Designated Target Audience of Julia 1.0?

There is a Standard Library, see the relevant heading in the manual. Various other curated collections of libraries are maintained in Github oganizations, eg JuliaStats. I agree that these could be more discoverable.

I am using julia since 0.3 in bioinformatics field, which is partly data science, statistics and/or scientific computing. So, usage does not depend on a 1.0 release for me, but it is appreciated that it is coming.

There are two main reasons, why I am using julia (and still the other languages like R, python, …):

  • performance
  • the language feels right (I am not a informatician, so I can’t express it more formaly). As a physicist, mainly interested in theory and math, I did a lot of programming in many languages, naming some uncommon ones as example like erlang or SAS, and julia just feels right in many ways.

Speaking about R, which seems to be the number one language in bioinformatics, there is the main strength of the large number of packages. But management of versions of R, packages and underlying OSs is a big mess, which regularily smashes working setups with heavy problems bringing them to work again. The R packages are typically implemented in C because performance issues. This makes them harder to make them work again, if there is no maintainer anymore, which is the normal case, as packages are often results of a PhD contract.

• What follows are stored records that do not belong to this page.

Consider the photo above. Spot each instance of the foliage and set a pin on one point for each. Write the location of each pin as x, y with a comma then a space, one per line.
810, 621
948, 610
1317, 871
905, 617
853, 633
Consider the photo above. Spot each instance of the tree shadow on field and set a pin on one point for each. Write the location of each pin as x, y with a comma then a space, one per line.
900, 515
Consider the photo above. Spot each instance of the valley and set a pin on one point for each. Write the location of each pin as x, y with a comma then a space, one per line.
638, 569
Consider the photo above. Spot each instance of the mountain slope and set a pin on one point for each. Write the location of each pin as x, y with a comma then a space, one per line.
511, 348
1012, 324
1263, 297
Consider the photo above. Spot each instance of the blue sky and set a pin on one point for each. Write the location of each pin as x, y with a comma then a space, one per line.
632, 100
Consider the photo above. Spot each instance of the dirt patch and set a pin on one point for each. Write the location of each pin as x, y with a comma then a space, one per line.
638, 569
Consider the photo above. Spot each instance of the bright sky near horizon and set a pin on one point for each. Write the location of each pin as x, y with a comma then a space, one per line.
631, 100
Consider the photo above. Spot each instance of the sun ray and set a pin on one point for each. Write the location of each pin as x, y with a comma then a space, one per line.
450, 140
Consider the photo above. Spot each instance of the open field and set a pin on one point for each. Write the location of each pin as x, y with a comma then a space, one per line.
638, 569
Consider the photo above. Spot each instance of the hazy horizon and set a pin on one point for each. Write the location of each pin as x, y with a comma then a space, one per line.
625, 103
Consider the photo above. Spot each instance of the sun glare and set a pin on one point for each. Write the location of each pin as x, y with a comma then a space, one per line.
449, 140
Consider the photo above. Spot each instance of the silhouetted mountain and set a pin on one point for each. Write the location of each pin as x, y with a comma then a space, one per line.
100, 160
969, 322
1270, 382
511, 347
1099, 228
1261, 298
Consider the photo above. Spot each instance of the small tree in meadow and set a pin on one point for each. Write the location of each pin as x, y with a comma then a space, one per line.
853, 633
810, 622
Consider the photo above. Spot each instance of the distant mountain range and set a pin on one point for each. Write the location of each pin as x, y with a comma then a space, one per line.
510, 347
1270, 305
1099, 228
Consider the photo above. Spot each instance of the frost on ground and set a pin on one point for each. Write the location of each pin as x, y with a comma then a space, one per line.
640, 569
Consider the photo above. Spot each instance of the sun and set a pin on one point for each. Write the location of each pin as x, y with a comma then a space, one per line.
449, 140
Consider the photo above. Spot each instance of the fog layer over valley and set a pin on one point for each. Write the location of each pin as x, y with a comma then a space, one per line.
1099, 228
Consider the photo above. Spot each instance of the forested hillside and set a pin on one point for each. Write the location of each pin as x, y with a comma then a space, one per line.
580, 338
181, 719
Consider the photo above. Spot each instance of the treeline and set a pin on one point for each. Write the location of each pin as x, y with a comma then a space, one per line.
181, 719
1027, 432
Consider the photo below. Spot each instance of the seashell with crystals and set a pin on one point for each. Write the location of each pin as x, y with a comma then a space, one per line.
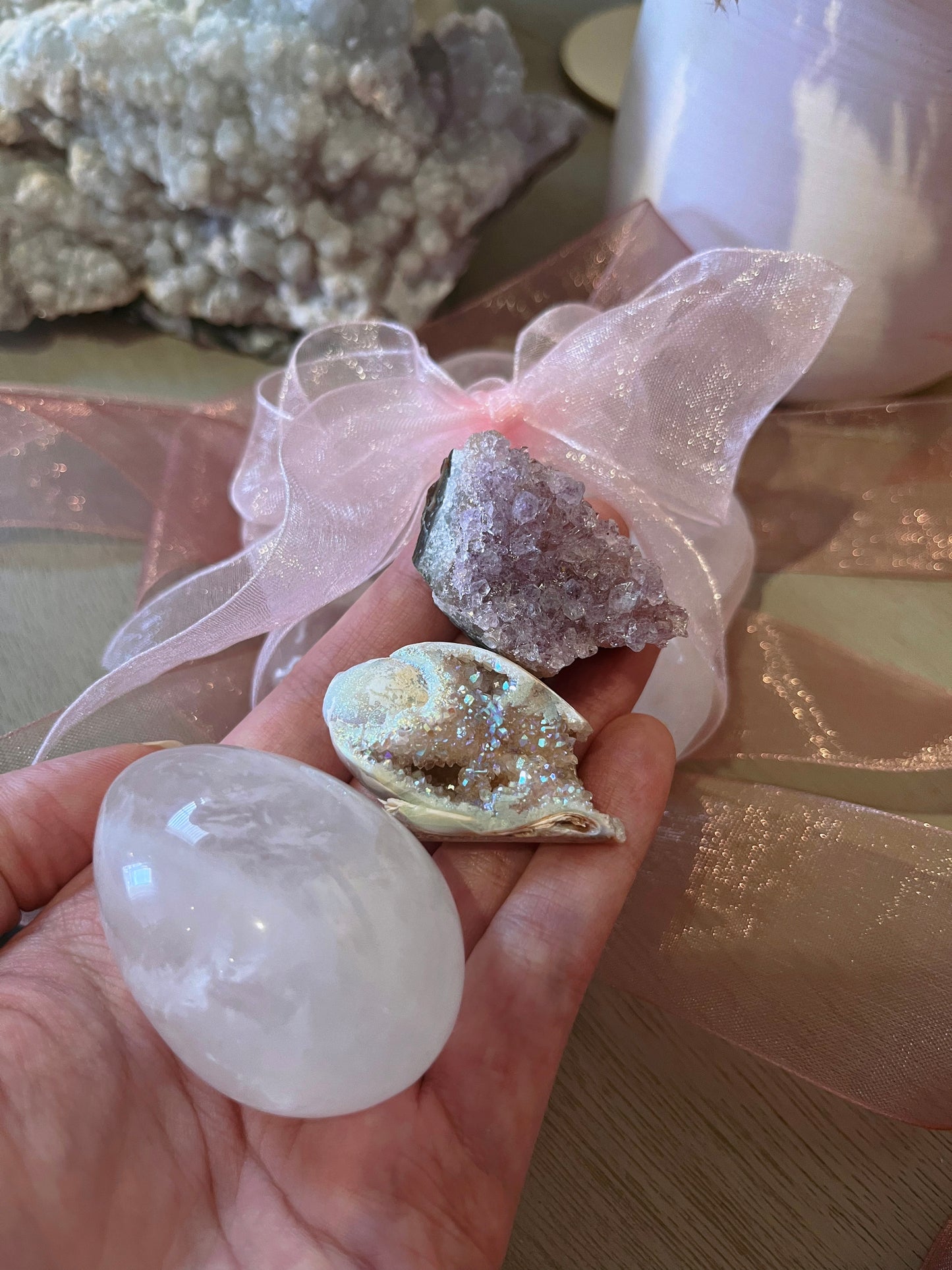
459, 742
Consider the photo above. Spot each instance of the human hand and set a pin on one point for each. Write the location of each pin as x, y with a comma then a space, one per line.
113, 1156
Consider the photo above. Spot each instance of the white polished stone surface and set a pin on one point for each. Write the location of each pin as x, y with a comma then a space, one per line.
294, 945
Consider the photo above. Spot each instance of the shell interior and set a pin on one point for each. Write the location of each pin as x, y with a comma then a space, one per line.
457, 742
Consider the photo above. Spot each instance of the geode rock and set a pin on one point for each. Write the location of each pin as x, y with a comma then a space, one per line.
520, 563
459, 742
278, 163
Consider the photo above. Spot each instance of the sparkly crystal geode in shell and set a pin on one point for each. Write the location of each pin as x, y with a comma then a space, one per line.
459, 742
519, 562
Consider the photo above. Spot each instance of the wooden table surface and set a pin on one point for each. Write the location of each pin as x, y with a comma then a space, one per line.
664, 1148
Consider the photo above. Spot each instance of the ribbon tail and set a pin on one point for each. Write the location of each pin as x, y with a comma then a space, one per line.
672, 385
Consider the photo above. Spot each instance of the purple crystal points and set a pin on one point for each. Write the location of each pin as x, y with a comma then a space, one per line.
522, 564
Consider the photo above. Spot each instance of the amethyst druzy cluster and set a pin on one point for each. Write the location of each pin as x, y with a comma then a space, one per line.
522, 564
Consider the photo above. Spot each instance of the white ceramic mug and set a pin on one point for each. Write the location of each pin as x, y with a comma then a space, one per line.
820, 126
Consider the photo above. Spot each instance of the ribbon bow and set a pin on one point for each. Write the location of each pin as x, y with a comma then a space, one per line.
650, 401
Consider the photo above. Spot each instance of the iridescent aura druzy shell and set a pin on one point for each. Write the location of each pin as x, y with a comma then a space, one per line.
460, 743
520, 563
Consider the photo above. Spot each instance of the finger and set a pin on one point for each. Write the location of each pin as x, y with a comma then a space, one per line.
526, 978
602, 689
395, 611
47, 821
607, 685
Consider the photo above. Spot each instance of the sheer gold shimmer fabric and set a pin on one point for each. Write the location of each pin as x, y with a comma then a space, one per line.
812, 930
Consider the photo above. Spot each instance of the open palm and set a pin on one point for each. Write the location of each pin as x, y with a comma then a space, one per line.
113, 1156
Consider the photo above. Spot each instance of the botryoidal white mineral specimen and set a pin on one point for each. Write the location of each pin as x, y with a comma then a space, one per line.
272, 163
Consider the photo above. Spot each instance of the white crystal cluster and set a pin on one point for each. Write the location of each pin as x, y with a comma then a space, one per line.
459, 742
273, 163
294, 945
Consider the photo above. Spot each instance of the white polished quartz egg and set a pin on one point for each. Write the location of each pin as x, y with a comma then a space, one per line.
293, 944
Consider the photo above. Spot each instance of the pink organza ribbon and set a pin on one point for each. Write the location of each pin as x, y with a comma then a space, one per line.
652, 401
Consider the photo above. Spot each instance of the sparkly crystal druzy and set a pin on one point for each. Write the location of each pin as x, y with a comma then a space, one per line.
523, 565
294, 945
459, 742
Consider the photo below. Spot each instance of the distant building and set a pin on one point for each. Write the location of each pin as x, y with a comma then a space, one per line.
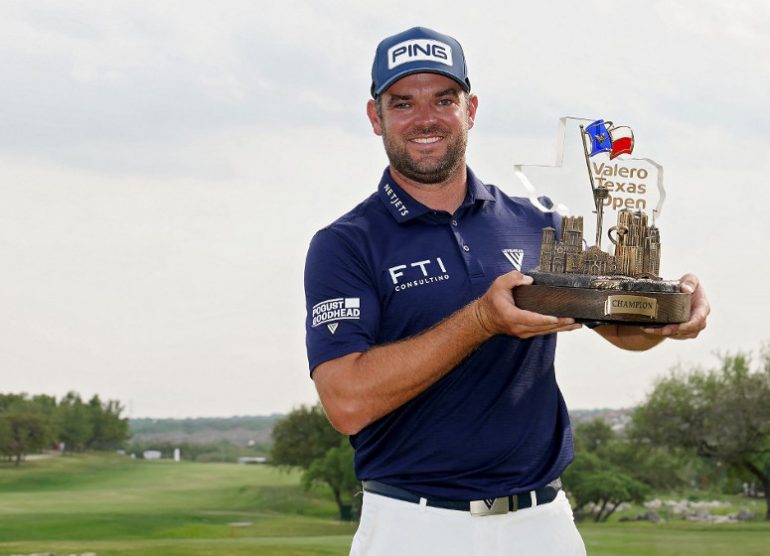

That is, why I try to avoid as many third party packages as possible.

Now, with the performance of julia, there is no need for C anymore, which solves the dependency for packages written in C (C++,…). Still, it is better to avoid packages if possible, but if you need it, it is much easier to get back functionality after upgrades.

The conclusion is: there are many situation where people in the bioinformatics field still use R and Python just because at the time needed, the infrastructure is working, and time is short (when doing your PhD). But for a longer time scale, I would never choose R. Giving the “beauty” of julia, julia is my first choice, as long there is nothing which argues against it (like missing GUI framework).

9 Likes

I don’t think Julia 1.0 can propose much to end users: end users want mature libraries, mature libraries are almost impossible to make in a constantly changing (pre-1.0) language. And this is expected.

I believe target audience for early Julia 1.0 are developers. Since you mentioned big data, let’s take a look at history of its large branch - Hadoop infrastructure.

In 1999 Doug Cutting released the initial version of a search engine Lucene. The project was written in Java, which was just 4 years old at that time, and gave birth to several other projects such as Apache Nutch and Apache Hadoop. Writing system-level software in Java was a crazy idea at the time, but it turned to be easier than doing so in C++, so these projects got many new contributors and grew up quickly.

Fast forward to 2018 and we have Spark, Storm, Flume, Flink, Kafka, HBase, ZooKeeper and many other related projects, all written in Java or Java-compatible language. Why? Perhaps, because there isn’t much choice really: you either downgrade to C++, which is a tough option for most developers, or take an inherently slow language such as Python (there’s even a Python port of Spark - DPark, but I’ve never seen it in production).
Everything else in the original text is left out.